From crystal to docking: structure-based characterization and biological targeting of pan-hydroselenate hybrid
Journal of the Iranian Chemical Society, cilt.23, sa.6, 2026 (SCI-Expanded, Scopus)
- Yayın Türü: Makale / Tam Makale
- Cilt numarası: 23 Sayı: 6
- Basım Tarihi: 2026
- Doi Numarası: 10.1007/s13738-026-03491-1
- Dergi Adı: Journal of the Iranian Chemical Society
- Derginin Tarandığı İndeksler: Science Citation Index Expanded (SCI-EXPANDED), Scopus, Academic Search Ultimate (EBSCO), Materials Science & Engineering Collection (ProQuest), Technology Collection (ProQuest)

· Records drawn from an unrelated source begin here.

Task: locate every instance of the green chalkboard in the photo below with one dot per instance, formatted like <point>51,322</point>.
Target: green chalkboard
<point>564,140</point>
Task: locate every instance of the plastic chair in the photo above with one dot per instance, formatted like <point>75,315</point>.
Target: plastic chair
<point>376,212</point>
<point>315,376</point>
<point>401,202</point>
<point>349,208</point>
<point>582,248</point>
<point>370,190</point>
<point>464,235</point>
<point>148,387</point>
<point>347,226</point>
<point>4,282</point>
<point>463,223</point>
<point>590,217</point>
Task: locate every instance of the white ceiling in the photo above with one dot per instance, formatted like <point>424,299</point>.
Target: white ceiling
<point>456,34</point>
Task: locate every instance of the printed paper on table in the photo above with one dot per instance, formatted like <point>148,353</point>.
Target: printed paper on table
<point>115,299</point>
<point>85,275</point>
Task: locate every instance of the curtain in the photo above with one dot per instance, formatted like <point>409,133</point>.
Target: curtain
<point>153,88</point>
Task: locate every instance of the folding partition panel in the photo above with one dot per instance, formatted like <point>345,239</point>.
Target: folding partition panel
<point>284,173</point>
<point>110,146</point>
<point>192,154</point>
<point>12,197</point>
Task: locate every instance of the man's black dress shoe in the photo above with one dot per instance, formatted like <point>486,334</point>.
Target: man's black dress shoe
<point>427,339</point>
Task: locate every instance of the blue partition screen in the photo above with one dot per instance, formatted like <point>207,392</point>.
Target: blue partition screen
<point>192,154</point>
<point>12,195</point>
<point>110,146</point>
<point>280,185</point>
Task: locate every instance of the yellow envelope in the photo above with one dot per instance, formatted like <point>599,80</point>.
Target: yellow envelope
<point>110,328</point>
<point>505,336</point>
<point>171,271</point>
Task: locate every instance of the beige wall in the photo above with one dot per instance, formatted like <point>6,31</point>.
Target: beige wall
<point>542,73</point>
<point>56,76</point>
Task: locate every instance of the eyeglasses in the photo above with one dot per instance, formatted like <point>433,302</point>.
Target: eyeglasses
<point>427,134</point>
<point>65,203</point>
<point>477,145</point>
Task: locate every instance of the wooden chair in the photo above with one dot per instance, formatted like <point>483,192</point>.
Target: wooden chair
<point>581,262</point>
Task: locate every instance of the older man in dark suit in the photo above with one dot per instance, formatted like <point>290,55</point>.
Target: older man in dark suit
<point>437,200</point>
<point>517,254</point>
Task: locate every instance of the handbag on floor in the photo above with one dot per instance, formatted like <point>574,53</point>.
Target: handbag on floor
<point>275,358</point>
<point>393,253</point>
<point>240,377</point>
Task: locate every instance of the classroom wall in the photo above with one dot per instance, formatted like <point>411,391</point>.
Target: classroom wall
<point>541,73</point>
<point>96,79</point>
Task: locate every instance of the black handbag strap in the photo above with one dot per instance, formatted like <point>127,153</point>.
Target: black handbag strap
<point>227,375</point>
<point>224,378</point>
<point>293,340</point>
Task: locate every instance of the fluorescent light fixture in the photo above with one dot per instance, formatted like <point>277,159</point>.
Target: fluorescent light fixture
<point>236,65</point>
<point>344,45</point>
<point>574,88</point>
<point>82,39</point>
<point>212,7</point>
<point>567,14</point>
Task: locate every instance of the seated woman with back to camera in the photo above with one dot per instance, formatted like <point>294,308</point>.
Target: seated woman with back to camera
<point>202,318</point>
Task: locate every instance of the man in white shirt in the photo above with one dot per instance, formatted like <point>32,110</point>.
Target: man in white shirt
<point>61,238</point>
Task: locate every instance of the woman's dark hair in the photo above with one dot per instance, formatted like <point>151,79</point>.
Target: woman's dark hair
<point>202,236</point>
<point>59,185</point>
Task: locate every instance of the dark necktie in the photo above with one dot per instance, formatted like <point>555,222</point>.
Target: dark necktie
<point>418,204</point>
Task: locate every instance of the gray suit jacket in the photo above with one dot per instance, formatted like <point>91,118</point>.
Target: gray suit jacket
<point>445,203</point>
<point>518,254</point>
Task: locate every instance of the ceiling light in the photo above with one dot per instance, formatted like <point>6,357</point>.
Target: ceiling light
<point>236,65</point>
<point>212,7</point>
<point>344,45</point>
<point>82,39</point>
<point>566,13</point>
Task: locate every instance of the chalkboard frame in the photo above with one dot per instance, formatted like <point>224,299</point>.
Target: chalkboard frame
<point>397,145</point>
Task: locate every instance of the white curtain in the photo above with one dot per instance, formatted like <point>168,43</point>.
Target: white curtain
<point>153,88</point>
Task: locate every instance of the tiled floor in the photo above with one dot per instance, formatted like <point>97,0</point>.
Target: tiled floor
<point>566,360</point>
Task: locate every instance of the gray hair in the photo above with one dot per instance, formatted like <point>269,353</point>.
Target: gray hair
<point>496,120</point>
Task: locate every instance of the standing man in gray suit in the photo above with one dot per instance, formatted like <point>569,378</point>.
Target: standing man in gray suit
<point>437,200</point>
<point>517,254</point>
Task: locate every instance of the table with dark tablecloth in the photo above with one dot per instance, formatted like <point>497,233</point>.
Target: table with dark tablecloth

- Anahtar Kelimeler: DFT calculations, Hirshfeld surface analysis, Molecular docking, Organic-inorganic hybrid, Triazinium salt
- Ondokuz Mayıs Üniversitesi Adresli: Evet
Özet
A novel organic-inorganic hybrid compound, 1-[2-pyridylazo]-2-naphthol-hydroselenate monohydrate (PANHSW), was synthesized through a proton transfer reaction between PAN and selenic acid. The structural characterization of the compound was performed using single-crystal X-ray diffraction, revealing a triclinic crystal system (space group P1̅) with layered packing stabilized by π–π stacking and hydrogen bonding interactions. Infrared (IR) spectroscopy supported the presence of key functional groups, and theoretical vibrational analysis via DFT/B3LYP/6-31G(d, p) further confirmed structural assignments. Hirshfeld surface and fingerprint plot analyses indicated that O···H/H···O and H···H interactions contribute most to the packing stability. Frontier molecular orbital, natural bond orbital, and molecular electrostatic potential analyses provided insight into the compound’s electronic behavior, suggesting significant intramolecular charge transfer and moderate electrophilic character. The HOMO–LUMO energy gap (3.39 eV) implied high kinetic stability. Additionally, molecular docking simulations were performed against four predicted protein targets: TLR9, PDE7A, AHR, and PPARG. Among these, PANH⁺ showed the most promising and functionally relevant binding with PDE7A, engaging active site residues through π–π and electrostatic interactions. Interactions with TLR9, AHR, and PPARG were found to be peripheral or outside active regions. These findings collectively highlight the structural stability and potential biological relevance of PANHSW, paving the way for future studies into its pharmacological or sensing applications.